Les États-Unis vont abandonner les poursuites
La reconnaissance des faits par les deux hommes intervient dans le cadre d’un accord de poursuites différées conclu avec les autorités américaines.
En pratique, les procureurs américains ont accepté de suspendre puis d’abandonner les poursuites pour fraude à certaines conditions.
Parmi les principales mesures figure la confiscation de 50 millions de dollars.
Les Jinkis reconnaissent ainsi avoir participé à un système destiné à influencer illicitement l’attribution de contrats commerciaux et médiatiques dans le football.
Cette issue judiciaire permet aux autorités américaines de récupérer une somme considérable tout en évitant un nouveau procès dans un dossier ouvert depuis plusieurs années.
Les droits TV au cœur du système
Le dossier met une nouvelle fois en lumière l’importance financière considérable des droits de retransmission dans le football international.
Les compétitions comme la Coupe du monde et la Copa América génèrent des revenus considérables grâce à la commercialisation des droits télévisés et commerciaux.
Cette manne financière avait créé, selon les enquêteurs américains, un terrain particulièrement favorable aux pratiques de corruption.
Les sociétés de marketing sportif cherchaient à obtenir les droits les plus lucratifs, tandis que certains responsables du football étaient accusés d’avoir utilisé leur position pour obtenir des avantages financiers en échange de leur soutien.
Le Fifagate continue de laisser des traces
Le Fifagate avait provoqué un véritable séisme dans le football mondial.

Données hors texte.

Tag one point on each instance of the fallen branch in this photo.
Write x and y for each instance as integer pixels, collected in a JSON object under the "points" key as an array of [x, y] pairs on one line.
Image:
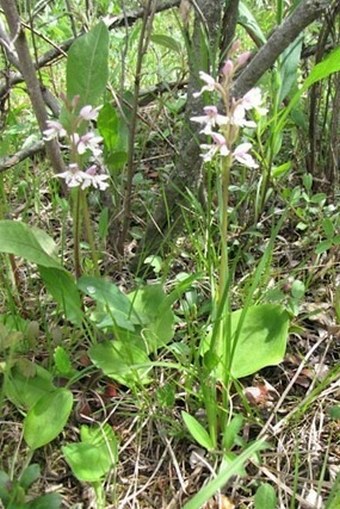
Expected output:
{"points": [[61, 49]]}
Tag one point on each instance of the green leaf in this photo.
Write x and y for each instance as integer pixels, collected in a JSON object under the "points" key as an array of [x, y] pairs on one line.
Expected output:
{"points": [[320, 71], [62, 362], [87, 66], [63, 289], [279, 171], [167, 42], [223, 476], [290, 61], [298, 289], [47, 418], [231, 431], [29, 476], [117, 308], [19, 239], [36, 246], [265, 497], [197, 431], [261, 340], [115, 133], [126, 362], [5, 486], [248, 21], [92, 458], [153, 308], [328, 227], [103, 223], [24, 391]]}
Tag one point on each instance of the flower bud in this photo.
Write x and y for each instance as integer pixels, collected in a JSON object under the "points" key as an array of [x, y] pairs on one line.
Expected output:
{"points": [[228, 68], [235, 46], [243, 58]]}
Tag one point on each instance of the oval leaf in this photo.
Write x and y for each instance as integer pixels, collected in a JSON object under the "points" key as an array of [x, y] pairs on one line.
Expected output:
{"points": [[92, 459], [87, 66], [197, 431], [261, 340], [47, 418], [265, 497], [31, 244], [121, 360]]}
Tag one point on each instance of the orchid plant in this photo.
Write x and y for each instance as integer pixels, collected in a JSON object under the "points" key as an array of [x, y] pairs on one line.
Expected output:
{"points": [[224, 130], [85, 169]]}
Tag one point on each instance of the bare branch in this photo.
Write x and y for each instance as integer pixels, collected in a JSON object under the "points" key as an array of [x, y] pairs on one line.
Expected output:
{"points": [[33, 86], [60, 50], [306, 12]]}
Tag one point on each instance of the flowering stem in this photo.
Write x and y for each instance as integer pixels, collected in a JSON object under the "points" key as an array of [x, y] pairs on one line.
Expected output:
{"points": [[223, 334], [89, 232], [76, 233]]}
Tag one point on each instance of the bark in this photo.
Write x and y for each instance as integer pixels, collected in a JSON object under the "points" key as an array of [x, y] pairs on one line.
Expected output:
{"points": [[188, 169], [32, 83]]}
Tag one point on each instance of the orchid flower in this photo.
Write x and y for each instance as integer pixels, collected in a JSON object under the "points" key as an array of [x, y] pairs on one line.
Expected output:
{"points": [[88, 112], [54, 129], [219, 146], [88, 141], [210, 84], [241, 155], [211, 119], [74, 177]]}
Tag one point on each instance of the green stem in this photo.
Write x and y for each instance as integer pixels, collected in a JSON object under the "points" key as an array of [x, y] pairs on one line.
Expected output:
{"points": [[100, 496], [76, 233], [89, 232]]}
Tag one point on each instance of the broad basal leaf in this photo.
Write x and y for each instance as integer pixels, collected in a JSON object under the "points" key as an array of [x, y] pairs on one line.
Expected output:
{"points": [[262, 339], [92, 458], [31, 244], [122, 361], [197, 431], [87, 66], [24, 390], [47, 418], [115, 305]]}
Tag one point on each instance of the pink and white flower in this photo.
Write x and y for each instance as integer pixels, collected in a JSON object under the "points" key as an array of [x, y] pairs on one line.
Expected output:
{"points": [[219, 146], [211, 119], [54, 129], [238, 117], [253, 100], [88, 112], [241, 155], [210, 84], [95, 179], [73, 177], [88, 141]]}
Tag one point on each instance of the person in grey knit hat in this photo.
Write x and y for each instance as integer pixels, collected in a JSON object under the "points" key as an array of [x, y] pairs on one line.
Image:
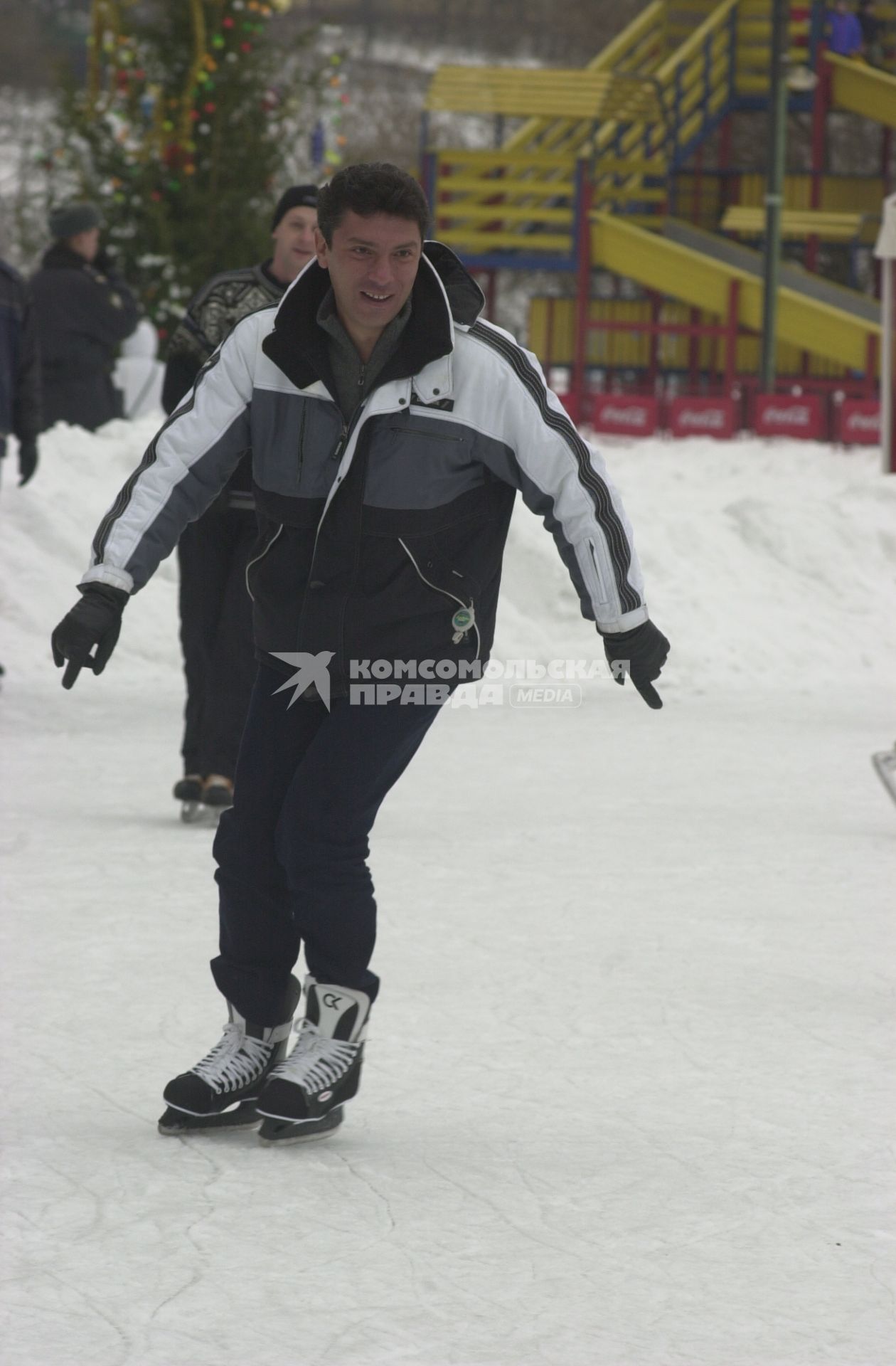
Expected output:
{"points": [[82, 310], [70, 221], [216, 632]]}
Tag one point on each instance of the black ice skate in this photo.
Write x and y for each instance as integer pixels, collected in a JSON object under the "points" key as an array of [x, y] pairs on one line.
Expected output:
{"points": [[222, 1091], [304, 1096], [189, 793], [218, 793]]}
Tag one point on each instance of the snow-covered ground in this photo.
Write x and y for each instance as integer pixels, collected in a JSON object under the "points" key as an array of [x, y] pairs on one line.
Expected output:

L’enquête lancée en 2015 avait conduit à des arrestations spectaculaires, à des inculpations et à plusieurs condamnations. Elle avait également contribué à mettre en lumière les pratiques opaques qui entouraient pendant des années l’attribution de certains droits commerciaux et médiatiques.
Plusieurs années après les premières révélations, le dossier n’est donc toujours pas totalement refermé.
La reconnaissance des faits par Hugo et Mariano Jinkis constitue un nouvel épisode important de cette longue procédure.
Une nouvelle conséquence financière majeure
Avec la confiscation annoncée de 50 millions de dollars, les autorités américaines obtiennent également une importante compensation financière dans ce dossier.
Les deux hommes ont reconnu avoir utilisé les pots-de-vin pour obtenir des avantages commerciaux liés notamment aux qualifications de la Coupe du monde et à la Copa América.
L’affaire rappelle ainsi que, derrière les compétitions et les droits de retransmission qui génèrent des milliards de dollars, les mécanismes d’attribution des contrats peuvent également devenir une source majeure de risques de corruption.
Plus de dix ans après l’éclatement du Fifagate, la reconnaissance de culpabilité des dirigeants de Full Play montre surtout que les conséquences judiciaires de l’un des plus grands scandales de l’histoire du football international sont encore loin d’être totalement terminées.